Another project, the External RNA Controls Consortium, is developing a set of "spike-in" RNAs that can be added directly to experimental RNA samples as external controls to monitor the performance of microarray processes. Though such controls and benchmarks may ultimately be required of labs that wish to run gene-expression analyses for diagnostic purposes, or for companies submitting array data to the FDA, they remain, for the moment, research projects, says Leming Shi, MAQC coordinator. Meanwhile, other companies, like Agilent Technologies and Oxford Gene Technologies, have refined and capitalized on inkjet printing methods, bolstered by interest from giants like Hewlett-Packard and Merck.

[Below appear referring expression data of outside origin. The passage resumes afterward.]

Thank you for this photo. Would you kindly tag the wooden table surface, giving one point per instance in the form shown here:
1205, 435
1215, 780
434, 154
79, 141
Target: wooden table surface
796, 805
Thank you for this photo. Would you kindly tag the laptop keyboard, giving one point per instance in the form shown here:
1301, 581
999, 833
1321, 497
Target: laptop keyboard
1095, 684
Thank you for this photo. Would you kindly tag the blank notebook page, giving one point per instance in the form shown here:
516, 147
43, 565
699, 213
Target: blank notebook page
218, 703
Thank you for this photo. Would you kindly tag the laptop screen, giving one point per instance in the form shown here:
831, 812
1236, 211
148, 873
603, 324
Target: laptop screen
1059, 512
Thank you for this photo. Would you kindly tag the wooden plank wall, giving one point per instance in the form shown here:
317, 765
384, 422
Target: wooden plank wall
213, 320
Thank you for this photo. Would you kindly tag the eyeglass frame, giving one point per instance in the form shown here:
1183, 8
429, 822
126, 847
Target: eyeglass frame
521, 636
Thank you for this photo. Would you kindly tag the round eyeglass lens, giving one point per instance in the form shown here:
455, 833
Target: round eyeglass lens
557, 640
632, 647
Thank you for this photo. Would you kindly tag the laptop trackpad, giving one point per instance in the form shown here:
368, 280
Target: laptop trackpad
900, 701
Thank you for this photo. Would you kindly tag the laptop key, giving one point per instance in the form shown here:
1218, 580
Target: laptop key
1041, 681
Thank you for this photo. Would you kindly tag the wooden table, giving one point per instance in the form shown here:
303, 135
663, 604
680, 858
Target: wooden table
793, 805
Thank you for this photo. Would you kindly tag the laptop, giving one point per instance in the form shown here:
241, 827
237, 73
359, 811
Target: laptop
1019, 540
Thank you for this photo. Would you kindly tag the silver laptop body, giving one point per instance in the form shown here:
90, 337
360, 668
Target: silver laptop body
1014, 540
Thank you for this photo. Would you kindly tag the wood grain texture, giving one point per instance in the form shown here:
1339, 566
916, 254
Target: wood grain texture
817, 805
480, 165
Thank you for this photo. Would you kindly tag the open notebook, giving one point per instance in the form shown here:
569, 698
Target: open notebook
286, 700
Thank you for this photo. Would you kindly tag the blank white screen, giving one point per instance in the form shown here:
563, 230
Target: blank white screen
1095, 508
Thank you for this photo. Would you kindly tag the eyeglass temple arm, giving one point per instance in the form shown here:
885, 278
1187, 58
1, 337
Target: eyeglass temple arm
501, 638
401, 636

Still others, such as CombiMatrix, have harnessed developments in microfluidics to find new ways of generating microarrays. Nevertheless Affymetrix retains the lion's share of the microarray market — and it fights hard to keep it. Beginning with a pitched battle over the Southern patents, the company has been embroiled in a string of intellectual property lawsuits and disputes over licensing agreements. One source of perpetual consternation to its competitors is the fact that Affymetrix claims its patents cover not only the photolithographic technique, but also the high density of its arrays as well.
To a large extent, Affymetrix's position on that front is secured by both patents and physics, as an array's density is a function of the technology used to create it. Inkjet and spotting methods are constrained to a maximum of about 50, features on a slide by the minimum size of a droplet, whereas features constructed with semiconductor technology are constrained only by the size of a manipulable beam of light. The most recent generation of Affymetrix chips has six million features, each five microns across, and the company has prototype chips with one-micron features.
With such vast numbers of features per chip, researchers are free to consider studies never before possible. Scientists armed with "genomes-on-a-chip" can now easily scan the expression of hundreds of thousands of genes for the few that might be involved in a form of cancer or a genetic disorder.